The Impact of Exclusionary Legislation on the Housing Experiences of Blacks and People of Colour in Berlin from Ukraine
The Impact of Exclusionary Legislation on the Housing Experiences of Blacks and People of Colour in Berlin from Ukraine
Friday, 11 July 2025: 00:00
Location: ASJE016 (Annex of the Faculty of Legal, Economic, and Social Sciences)
Oral Presentation
Drawing on 26 interviews and ethnography among third-country nationals from Ukraine in Berlin, this study demonstrates how exclusionary social policies in Germany have impacted on the everyday realities of black and people of colour, that is, third-country nationals fleeing the war in Ukraine.
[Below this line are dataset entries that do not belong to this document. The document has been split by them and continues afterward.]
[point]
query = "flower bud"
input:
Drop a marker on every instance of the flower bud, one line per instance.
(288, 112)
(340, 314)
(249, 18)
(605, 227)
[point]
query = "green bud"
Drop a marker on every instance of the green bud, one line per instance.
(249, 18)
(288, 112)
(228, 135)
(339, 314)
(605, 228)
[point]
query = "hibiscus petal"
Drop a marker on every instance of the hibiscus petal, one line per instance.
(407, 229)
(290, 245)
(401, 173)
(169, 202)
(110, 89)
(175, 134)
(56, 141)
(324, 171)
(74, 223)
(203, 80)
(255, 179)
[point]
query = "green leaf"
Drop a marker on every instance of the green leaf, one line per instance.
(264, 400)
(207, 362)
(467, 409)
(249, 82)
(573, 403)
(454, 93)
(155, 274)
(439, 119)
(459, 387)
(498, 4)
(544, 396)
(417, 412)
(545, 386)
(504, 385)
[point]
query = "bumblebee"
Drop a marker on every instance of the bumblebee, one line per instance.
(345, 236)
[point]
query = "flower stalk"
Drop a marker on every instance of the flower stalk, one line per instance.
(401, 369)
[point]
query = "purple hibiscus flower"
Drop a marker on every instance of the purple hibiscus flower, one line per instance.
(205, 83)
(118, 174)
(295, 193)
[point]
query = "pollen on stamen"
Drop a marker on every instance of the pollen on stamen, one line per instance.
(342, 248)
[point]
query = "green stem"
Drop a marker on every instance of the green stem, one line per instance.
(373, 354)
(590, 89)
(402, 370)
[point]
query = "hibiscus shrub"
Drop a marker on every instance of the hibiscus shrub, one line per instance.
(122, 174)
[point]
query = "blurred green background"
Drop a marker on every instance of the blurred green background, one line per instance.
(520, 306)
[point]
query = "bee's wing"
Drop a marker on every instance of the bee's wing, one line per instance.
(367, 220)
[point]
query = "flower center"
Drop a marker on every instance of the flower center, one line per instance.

While there has been much discussion of exclusionary social policies, border regimes and discriminatory actions in scholarship regarding refugees and asylum-seekers from working-class backgrounds, there has been only limited discussion of the impact of discriminatory policies on skilled and middle-class refugees and migrants who have been displaced and who have come to settle in metropolitan regions in the Global North. This study examines that the experiences of formally educated third-country nationals who were denied temporary protection and encountered several challenges and obstacles regarding housing and accommodation in Berlin. In this study, I show that, although third-country nationals from the Global South who entered Europe from Ukraine were not illegalized or made deportable, but because they were denied temporary protection, they ended up in precarious situations in Berlin, as they were barred from finding housing in the formal sector, and several of them were rendered homeless. Consequently, as this study will also show, several blacks and people of colour from Ukraine ended up in a similarly precarious position as deportable and illegalized refugees and thus needed to network within civil society in order to find accommodation that racialized refugees in Berlin had been using for almost a decade. Data is drawn in two phases. I first interviewed 14 refugees during April and May 2022 at the Tubman network. A year later, in May 2023, I contacted some of the refugees and interviewed them in order to gain further insights into their situations. Accordingly, I interviewed twelve more individuals, six of whom were women, the remaining six men.